I require a high level system architecture for big data and analytics reporting.
This should include Spark 3, I do not want to use hadoop.
our current high level process is as follows;
1. Containerised spiders scrape websites, csv text files are imported into MySql (done in containers)
2. Data cleaned and processed in a MySQL db.
3. reporting data is output from MySQL to a MongoDB collection, indexed with ElasticSearch this for fast data retrieval to the analytics UI.
What I am looking for in a Architecture:
1. Simple and cheap - the more different components required the more complex it will be to develop and support.
> my preference is to use spark3 without hadoop.
> semi-cloud. mostly we will use dedicated servers, some cloud servers maybe added.
2. Should included failover in case any database or server or service goes down.

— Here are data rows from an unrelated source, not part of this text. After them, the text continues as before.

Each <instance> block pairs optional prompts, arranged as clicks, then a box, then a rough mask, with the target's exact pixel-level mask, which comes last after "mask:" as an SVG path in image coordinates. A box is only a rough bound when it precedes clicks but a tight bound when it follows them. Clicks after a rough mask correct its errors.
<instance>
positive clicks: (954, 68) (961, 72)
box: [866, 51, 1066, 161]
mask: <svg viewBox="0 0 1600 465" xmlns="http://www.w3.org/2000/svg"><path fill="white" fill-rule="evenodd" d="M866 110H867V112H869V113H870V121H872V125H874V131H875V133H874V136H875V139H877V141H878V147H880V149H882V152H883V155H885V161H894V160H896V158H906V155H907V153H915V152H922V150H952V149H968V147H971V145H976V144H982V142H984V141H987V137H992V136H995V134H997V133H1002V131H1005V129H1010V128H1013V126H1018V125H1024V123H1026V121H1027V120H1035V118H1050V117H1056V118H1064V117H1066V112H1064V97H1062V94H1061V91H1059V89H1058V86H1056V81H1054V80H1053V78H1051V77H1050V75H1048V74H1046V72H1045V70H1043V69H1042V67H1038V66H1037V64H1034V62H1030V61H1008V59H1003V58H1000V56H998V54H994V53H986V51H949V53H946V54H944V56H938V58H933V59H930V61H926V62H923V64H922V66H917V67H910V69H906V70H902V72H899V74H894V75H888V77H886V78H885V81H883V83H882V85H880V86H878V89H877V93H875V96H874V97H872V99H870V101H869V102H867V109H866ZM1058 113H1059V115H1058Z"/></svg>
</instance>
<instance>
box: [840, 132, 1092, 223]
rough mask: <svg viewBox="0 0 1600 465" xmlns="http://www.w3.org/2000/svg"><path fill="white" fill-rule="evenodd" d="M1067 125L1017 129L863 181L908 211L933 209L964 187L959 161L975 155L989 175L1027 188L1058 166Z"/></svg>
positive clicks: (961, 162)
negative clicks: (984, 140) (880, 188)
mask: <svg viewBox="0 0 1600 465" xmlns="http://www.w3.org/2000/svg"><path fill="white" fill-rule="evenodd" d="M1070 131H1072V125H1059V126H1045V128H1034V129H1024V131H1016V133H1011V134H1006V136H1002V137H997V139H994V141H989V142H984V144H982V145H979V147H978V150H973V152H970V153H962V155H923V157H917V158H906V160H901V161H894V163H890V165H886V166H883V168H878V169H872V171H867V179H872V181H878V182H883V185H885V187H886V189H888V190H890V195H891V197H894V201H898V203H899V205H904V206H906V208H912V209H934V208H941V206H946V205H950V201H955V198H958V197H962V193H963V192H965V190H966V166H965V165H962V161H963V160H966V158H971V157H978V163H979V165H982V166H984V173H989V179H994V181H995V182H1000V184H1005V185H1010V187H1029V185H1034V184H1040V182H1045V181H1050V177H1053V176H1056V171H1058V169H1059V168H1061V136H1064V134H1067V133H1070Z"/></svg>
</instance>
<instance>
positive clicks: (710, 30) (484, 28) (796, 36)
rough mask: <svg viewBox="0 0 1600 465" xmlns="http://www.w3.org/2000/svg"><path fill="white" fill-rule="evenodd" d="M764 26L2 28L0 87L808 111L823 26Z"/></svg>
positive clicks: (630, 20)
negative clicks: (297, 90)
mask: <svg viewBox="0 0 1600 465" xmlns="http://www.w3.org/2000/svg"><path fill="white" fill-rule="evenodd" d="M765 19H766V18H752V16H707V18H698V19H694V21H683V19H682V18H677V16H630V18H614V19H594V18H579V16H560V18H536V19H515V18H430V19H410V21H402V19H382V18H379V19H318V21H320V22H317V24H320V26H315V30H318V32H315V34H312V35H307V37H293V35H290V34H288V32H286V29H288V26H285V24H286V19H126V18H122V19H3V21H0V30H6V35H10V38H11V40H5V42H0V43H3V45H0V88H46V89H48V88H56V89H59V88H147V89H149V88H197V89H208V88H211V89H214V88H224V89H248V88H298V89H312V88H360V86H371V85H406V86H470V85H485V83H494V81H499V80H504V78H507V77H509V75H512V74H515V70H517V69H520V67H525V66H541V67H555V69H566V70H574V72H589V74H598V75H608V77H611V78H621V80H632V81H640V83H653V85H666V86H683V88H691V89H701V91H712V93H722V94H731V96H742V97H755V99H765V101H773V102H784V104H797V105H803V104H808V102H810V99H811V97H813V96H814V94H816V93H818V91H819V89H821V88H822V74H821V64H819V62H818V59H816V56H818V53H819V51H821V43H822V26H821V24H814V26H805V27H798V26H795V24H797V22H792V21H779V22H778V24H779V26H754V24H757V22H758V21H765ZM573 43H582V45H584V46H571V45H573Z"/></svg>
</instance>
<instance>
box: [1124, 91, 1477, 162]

3. the ability to easily scale, add and configure new servers(linux). or if required quickly use a cloud service.
4. our current system works fine, but we are looking to provide additional services later so want a more modern design, that is simple to change.
I am looking for someone that can provide a modern architecture, that is simple and can back up the design reasons for selecting each component over others.- these reasons must be provided.
If you also have the development skills to help develop this, we can also discuss setting up a prototype/poc.
We are a new start-up, new to truelancer, this is the first job posting.
Will to consider hourly or fixed price. but if you understand Big Data, this job should be quick.